# Question about AR selector detent.



## m1ghtysauc3 (Dec 26, 2012)

Can the detent easily fall out, or is it in there pretty snug? The reason I ask this is because when I recently changed out my grip, the selector switch became very loose afterwards. The spring is still in there so the only thing I can think of is the detent somehow falling out without me noticing.


----------



## denner (Jun 3, 2011)

AR-15 Pistol Grip Change - YouTube






These vids may help to determine what may be wrong. If you remove the detent spring the safety detent could fall out easily. Sounds like you may be missing the safety detent or assembled incorrectly.


----------



## DJ Niner (Oct 3, 2006)

m1ghtysauc3 said:


> Can the detent easily fall out, or is it in there pretty snug? The reason I ask this is because when I recently changed out my grip, the selector switch became very loose afterwards. The spring is still in there so the only thing I can think of is the detent somehow falling out without me noticing.


There is at least one other possibility. Quite a few years ago, I helped a friend install a pistol grip on his AR, and after the install, he had the same problem you described. I knew it was put in correctly, but I tore it down again and checked anyway; everything seemed ok.

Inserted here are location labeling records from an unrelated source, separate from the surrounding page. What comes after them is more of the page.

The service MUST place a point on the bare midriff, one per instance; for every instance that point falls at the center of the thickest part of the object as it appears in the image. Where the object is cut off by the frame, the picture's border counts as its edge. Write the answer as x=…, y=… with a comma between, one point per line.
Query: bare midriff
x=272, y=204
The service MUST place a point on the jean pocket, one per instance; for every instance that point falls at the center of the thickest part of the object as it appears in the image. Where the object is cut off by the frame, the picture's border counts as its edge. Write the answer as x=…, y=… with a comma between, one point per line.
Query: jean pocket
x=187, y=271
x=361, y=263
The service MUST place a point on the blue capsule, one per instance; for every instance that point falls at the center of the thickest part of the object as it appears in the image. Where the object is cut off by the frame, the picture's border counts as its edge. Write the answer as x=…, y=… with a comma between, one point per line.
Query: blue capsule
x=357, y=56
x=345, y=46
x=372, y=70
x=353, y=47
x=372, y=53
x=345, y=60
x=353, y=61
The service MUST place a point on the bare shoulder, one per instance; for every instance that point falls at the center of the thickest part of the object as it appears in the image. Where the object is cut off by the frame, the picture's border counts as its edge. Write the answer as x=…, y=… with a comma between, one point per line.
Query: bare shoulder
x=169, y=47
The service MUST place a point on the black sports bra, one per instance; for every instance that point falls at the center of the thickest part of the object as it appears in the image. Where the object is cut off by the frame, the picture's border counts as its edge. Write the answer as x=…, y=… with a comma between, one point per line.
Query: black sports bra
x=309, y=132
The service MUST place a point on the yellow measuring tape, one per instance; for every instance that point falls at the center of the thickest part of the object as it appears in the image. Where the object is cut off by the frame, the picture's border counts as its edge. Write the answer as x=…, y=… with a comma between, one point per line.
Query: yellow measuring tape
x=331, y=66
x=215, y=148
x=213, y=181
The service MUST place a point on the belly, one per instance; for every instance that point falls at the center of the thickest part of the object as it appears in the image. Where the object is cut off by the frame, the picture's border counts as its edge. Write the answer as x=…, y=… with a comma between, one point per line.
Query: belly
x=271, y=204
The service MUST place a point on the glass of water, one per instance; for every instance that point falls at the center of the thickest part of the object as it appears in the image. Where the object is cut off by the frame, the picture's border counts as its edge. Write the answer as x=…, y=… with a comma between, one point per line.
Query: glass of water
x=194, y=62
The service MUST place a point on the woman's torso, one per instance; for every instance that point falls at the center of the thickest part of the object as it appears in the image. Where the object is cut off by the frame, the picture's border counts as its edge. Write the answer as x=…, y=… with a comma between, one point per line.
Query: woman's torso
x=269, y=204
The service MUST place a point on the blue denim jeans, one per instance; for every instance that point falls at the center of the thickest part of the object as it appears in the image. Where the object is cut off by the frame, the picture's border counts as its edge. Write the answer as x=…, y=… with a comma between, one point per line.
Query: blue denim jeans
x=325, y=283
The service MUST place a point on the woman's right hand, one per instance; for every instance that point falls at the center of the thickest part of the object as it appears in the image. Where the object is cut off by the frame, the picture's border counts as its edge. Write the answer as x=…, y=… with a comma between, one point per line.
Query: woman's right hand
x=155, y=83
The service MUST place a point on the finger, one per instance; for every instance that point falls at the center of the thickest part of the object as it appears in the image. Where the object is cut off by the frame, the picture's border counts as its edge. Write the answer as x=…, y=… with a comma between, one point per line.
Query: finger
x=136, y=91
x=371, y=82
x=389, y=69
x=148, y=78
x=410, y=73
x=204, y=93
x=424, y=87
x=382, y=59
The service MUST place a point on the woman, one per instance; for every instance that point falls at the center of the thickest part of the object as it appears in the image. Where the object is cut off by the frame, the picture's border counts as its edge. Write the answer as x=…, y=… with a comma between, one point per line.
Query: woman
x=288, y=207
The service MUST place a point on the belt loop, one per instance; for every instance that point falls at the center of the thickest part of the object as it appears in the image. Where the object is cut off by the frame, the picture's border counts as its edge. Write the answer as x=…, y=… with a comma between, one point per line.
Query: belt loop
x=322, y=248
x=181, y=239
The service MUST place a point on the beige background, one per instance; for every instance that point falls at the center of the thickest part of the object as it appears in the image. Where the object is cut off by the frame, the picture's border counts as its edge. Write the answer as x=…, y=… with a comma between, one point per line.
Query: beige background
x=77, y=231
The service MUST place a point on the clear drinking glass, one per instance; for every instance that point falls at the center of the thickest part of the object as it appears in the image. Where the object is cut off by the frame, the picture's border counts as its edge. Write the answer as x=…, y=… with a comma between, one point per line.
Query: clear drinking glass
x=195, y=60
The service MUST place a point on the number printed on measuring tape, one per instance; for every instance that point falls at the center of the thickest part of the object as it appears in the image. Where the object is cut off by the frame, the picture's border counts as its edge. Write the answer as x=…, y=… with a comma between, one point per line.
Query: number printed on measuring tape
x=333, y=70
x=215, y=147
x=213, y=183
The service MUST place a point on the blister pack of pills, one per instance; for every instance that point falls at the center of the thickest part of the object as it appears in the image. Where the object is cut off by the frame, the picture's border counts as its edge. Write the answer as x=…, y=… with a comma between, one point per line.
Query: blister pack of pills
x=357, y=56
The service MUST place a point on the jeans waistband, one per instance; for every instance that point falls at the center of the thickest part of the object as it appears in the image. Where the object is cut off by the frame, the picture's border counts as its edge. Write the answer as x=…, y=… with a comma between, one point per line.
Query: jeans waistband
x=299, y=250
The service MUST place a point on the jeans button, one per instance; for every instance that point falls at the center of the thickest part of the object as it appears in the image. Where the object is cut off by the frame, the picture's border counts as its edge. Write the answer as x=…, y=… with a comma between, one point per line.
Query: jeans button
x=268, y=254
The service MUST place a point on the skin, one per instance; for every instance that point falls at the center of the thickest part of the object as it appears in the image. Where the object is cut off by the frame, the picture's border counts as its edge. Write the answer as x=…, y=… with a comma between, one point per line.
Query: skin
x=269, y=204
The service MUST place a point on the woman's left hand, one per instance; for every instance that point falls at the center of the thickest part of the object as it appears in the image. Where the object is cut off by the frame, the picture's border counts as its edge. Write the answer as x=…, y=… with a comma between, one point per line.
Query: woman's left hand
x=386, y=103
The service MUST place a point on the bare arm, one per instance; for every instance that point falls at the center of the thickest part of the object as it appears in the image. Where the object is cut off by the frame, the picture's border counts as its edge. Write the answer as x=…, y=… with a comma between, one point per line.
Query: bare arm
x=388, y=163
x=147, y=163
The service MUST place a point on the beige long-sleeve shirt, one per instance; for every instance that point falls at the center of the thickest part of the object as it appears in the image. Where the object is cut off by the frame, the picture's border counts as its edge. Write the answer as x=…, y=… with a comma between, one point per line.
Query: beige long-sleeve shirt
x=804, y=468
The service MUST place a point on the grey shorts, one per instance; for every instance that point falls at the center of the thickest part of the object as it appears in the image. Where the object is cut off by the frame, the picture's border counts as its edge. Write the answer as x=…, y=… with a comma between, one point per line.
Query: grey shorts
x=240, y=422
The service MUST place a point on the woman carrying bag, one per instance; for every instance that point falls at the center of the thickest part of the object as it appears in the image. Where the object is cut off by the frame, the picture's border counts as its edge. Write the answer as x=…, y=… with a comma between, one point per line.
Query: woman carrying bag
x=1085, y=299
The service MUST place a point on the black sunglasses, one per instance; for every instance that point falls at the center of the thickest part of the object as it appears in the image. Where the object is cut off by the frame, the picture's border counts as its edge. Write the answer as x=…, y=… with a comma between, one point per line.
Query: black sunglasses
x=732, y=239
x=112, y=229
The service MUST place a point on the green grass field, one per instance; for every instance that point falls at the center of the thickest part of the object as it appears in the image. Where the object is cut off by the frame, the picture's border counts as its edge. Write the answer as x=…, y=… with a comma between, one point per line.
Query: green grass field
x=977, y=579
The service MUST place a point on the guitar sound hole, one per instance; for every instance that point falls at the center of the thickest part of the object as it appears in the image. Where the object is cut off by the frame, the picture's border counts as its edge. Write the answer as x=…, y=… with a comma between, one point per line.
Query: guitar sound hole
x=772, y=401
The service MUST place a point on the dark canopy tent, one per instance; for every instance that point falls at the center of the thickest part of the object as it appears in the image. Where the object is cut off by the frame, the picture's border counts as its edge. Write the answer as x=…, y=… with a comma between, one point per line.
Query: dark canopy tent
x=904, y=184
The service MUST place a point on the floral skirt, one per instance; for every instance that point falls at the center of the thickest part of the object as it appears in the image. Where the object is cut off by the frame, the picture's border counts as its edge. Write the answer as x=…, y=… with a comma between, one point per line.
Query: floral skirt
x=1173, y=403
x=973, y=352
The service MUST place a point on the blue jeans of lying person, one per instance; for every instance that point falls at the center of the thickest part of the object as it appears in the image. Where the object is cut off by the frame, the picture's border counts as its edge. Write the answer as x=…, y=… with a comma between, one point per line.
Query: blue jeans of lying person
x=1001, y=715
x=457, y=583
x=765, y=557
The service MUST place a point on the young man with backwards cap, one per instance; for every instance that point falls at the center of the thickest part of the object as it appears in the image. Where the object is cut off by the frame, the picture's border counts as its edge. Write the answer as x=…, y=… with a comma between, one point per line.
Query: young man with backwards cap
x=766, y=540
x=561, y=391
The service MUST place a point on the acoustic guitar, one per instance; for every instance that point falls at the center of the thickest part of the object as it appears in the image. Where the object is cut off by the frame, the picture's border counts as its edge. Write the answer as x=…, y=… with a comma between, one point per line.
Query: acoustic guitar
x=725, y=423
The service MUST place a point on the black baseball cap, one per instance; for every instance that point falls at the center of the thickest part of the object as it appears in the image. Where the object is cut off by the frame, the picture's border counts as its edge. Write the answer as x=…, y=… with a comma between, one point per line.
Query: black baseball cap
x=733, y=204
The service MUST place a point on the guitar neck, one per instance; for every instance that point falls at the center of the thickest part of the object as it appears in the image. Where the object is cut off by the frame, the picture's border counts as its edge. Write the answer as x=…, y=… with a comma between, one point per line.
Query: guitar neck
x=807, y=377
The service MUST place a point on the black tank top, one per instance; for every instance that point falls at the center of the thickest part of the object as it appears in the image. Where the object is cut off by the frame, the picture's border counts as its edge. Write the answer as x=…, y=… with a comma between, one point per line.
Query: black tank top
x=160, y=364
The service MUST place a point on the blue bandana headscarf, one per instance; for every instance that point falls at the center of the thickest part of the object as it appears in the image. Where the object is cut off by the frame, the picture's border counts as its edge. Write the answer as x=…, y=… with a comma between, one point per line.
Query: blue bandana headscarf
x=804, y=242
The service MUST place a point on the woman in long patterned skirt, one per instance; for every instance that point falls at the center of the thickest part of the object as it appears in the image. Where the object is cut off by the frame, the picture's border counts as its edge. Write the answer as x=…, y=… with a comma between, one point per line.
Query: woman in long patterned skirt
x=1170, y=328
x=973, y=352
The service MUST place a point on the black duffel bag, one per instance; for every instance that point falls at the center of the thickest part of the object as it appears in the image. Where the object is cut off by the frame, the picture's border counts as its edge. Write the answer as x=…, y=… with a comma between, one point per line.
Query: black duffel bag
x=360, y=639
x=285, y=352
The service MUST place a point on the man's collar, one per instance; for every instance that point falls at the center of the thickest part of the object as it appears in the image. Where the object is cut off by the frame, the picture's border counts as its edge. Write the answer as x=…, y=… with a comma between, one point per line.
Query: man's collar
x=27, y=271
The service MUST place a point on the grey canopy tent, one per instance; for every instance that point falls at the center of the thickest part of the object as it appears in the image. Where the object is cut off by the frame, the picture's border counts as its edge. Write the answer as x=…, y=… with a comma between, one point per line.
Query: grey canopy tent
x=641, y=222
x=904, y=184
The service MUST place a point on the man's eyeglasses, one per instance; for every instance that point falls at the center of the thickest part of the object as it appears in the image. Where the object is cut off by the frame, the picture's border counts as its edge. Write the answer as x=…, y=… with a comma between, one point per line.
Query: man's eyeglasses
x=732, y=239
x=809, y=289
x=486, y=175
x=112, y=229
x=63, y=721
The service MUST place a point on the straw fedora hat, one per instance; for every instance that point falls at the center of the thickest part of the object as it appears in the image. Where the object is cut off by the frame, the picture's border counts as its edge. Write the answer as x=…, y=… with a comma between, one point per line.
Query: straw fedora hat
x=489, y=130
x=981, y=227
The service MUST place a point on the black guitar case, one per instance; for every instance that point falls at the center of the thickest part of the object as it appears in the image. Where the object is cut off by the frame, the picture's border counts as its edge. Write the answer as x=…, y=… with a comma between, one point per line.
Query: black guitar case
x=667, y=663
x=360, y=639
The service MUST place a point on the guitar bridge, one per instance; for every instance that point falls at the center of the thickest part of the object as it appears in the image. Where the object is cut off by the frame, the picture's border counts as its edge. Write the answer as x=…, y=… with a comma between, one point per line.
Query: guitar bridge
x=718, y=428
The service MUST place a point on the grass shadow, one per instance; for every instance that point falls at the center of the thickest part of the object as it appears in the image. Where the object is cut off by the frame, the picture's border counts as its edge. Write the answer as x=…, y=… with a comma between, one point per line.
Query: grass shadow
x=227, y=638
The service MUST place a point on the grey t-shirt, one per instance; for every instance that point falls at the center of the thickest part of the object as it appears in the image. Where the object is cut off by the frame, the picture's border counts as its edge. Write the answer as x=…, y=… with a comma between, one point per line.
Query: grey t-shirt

Eventually, we figured out the detent spring hole in the new pistol grip was much deeper than the old/original grip (about 1/4" deeper). We dropped a couple of steel shot pellets into the hole (to act as spacers, raising the base of the spring back to the correct height), reinstalled the grip, and everything worked fine.

If you still have the original grip, stick a piece of wire or something down the hole, mark it, pull it out, and measure to the mark, then pull off the new grip and check the hole depth in a similar manner, see if they are the same.


----------



## m1ghtysauc3 (Dec 26, 2012)

I don't have the original grip. I did shine a flashlight into the hole in the receiver and there's definitely not a detent in there. I've got one on the way. It just sucks having to pay $5 shipping for a 99 cent order.


----------